By Arab News
In the normal course of events, the visit to Jeddah of Turkish President Abdullah Gul this week and his talks with Custodian of the Two Holy Mosques King Abdullah would raise little attention. Relations between the two countries are excellent and have been for a long time. There is no reason whatsoever to imagine that they will do anything other than continue to grow.
But these are not normal times in the Middle East. No state, apart from the Kingdom and most other GCC countries, have been untouched by the Arab Spring. To that small list Turkey must be added because, although a European state, it is by reason of history, culture and location firmly part of the Middle East. Regrettably, ever since the Ataturk revolution, Turkey has stood facing uniquely westward, its back turned on the Middle East. For the past 60 years, moreover, its eyes have been fixed resolutely on a future in Europe and, since 1963, specifically a future in what is now the European Union.
That West-only focus began to dissolve with the election nine years ago of the first AKP government led by President Abdullah Gul then as prime minister and, since 2003, under the premiership of Recep Tayyib Erdogan, the party’s founder. It is not that the AKP has dropped Europe from its sights; far from it. It is that it has widened Turkey’s political vision to reflect its geographical position, its history and culture and its strategic interests.

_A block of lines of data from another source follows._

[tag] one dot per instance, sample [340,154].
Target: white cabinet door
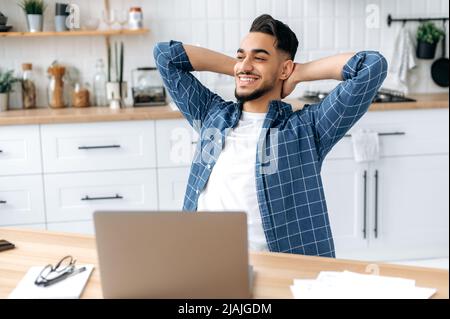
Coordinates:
[412,207]
[344,184]
[74,197]
[98,146]
[172,187]
[83,227]
[404,133]
[176,142]
[21,200]
[20,150]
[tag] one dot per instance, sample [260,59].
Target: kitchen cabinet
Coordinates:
[21,200]
[176,143]
[74,197]
[172,184]
[98,146]
[20,150]
[403,195]
[345,186]
[410,207]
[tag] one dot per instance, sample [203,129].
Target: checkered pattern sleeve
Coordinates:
[362,76]
[189,94]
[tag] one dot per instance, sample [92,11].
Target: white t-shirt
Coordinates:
[231,185]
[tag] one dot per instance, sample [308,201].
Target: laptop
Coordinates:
[172,254]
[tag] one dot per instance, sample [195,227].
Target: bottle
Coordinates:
[56,86]
[80,96]
[28,87]
[100,84]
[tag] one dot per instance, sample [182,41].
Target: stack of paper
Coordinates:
[349,285]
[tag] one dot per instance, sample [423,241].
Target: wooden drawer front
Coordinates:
[21,200]
[74,197]
[98,146]
[176,143]
[20,151]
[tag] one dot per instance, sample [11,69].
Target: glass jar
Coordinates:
[28,87]
[80,96]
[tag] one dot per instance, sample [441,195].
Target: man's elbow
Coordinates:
[159,52]
[377,64]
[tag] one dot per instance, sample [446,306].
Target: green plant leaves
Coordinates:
[33,6]
[7,79]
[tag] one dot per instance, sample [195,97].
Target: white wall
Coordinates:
[324,27]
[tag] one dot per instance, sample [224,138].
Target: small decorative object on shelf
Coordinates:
[56,86]
[116,91]
[428,35]
[28,87]
[7,79]
[61,14]
[34,10]
[80,96]
[135,19]
[100,84]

The opening to the Middle East was noticed by the rest of the world because of Ankara’s far greater support for the Palestinians, especially during the 2009 Gaza war, and a concomitant crumbling in the previously firm relationship with an Israel famously described by Erdogan as the “main threat to regional peace.” In fact, there was far more than empathy with the Palestinians and anger with the Israelis. There was a reaching out to Iraq, seen in dozens of economic agreements with Baghdad but complicated by the presence of anti-Turkish PKK guerrilla bases in northern Iraq. There was also a reaching out to Iran with an attempt to find a diplomatic solution to the still burning international row over its nuclear intentions. But it is the Arab Spring that has firmly changed Turkey’s standing in the region.
Until this year, there were two prime motors of peace and stability in the Middle East: Saudi Arabia and Egypt. The Arab Spring has temporarily taken Egypt out of the equation although it is still working to promote peace between Palestinians and Israelis; this week’s news of Egyptian-sponsored talks between the Israelis and Hamas over the possible release of Israeli soldier Gilad Shalit is proof of that.
But it is Turkey that is now the other main driving force for peace and stability in Middle East, alongside Saudi Arabia. It has tried to use its influence in Damascus to persuade the government there to end its bloody crackdown on protests and tried to do the same in Libya and mediate a peaceful solution and with Qaddafi’s exit. That failed because of Qaddafi’s determination to remain in power.
Like Saudi Arabia, Turkey is a driving force for sanity and peace in the region. It is now seen as such.
That makes the relationship between the two countries all the more important.